“Breaking News” Guess who made the big TV screen in the Explorer Lounge.
Overnight we made good progress towards Cambridge Bay and arrived a little before 07:00.
The settlement and the region featured on an old David Bellamy programme about the NWP and the Inuit people. This was used a lot in H’s teaching of the Far North and is still preserved at home on DVD. The opening sequence had Bellamy studying copies of the Belgian paintings of Franklin’s end and the Stan Roger’s lament about the doomed third Franklin Expedition of 1845.
“Ah for just one time I would like to take the Northwest Passage
To find the hand of Franklin reaching for the Beaufort Sea
Tracing one warm line through a land so wide and savage
And make a Northwest Passage to the sea
Westward from the Davis Strait ‘tis there ‘twas said to lie
The sea route to the Orient for which so many died
Seeking gold and glory leaving weathered broken bones
And a long forgotten lonely cairn of stones.”
Today is a timely reminder that we will be at the “heart of the story” of the discovery and the tragedy surrounding the NWP. We are however, coming across the archaeology and history in reverse.

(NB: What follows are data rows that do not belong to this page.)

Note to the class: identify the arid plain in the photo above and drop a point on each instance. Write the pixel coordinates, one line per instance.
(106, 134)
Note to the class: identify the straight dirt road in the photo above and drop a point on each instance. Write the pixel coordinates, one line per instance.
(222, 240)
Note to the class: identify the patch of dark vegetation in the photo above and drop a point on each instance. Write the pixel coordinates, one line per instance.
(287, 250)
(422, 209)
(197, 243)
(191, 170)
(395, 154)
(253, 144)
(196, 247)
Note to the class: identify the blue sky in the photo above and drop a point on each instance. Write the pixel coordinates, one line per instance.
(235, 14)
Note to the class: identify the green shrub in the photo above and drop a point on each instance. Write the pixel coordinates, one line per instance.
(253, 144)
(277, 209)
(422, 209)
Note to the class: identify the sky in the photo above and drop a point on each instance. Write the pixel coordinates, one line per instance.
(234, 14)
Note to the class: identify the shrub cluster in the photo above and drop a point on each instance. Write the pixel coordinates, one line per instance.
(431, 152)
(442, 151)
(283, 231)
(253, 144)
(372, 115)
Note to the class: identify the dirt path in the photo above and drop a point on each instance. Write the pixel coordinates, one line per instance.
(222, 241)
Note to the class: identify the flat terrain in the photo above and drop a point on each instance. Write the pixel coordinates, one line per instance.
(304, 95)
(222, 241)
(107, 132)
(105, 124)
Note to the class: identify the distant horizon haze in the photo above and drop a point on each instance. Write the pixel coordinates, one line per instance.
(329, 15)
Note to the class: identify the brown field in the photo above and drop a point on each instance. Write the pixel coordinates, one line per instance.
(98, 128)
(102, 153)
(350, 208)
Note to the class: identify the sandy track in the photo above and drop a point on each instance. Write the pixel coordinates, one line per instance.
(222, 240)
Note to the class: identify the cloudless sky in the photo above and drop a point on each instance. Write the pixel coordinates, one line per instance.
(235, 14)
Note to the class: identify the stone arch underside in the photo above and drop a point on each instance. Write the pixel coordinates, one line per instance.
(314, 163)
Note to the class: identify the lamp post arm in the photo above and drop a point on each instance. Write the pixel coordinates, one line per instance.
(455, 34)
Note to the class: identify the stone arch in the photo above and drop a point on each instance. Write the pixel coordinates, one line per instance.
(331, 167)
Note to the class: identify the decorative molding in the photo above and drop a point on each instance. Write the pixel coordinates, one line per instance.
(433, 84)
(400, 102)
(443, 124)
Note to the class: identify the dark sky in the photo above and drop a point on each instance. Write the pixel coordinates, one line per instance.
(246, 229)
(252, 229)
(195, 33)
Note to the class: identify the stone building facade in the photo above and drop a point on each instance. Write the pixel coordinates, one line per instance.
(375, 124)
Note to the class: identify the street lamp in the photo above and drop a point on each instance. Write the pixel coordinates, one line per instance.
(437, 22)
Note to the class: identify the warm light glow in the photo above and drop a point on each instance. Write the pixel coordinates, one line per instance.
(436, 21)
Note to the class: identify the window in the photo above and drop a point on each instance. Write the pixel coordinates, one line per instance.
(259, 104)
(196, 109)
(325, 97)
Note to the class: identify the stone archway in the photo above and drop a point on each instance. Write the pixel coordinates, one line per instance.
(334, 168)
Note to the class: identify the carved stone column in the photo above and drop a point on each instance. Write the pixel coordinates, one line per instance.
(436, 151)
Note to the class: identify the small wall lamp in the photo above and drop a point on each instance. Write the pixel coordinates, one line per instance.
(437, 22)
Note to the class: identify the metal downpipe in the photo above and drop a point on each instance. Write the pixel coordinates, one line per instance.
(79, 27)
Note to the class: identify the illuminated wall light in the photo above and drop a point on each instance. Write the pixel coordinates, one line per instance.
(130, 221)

Last evening, we passed the mouth of the Coppermine River on our starboard side and were reminded of the search for Franklin. In “The Arctic Seas: A narrative of the discovery of the fate of Sir John Franklin and his companions” F. L. McClintock, 1859 “As early as the winter of 1846 – 7 there were gloomy anticipations – as the ships were provisioned for three years there were no grounds for anxiety but large supplies under the charge of Doctor John Rae were sent to the Hudson’s Bay Company by the inland water route to the mouth of the Mackenzie or of the Coppermine or to other stations on the coast.” We will see more of this later.
Cambridge Bay is a typical Inuit settlement with the essential ‘honey trucks’, collecting sewage and their counterparts delivering fresh water and fuel oil. The buildings are raised above the ground to protect the permafrost and after some 3 hours of exploration we were back on board and ready for the next art of the transit.
Another Amundsen Exploration is centred here. Abandoned in Cambridge and frozen into the ice in 1926 was the original Maud. This was the ship that he used to transit the Northeast Passage and having been abandoned here was salvaged and taken to the Oslo Fjord in 2016 -17 before being preserved in 2018 in its home town of Volen.
Around 7:00 p.m. we rendezvoused with the sister ship Fridtjof Nansen and transferred supplies before making our own ways east and west.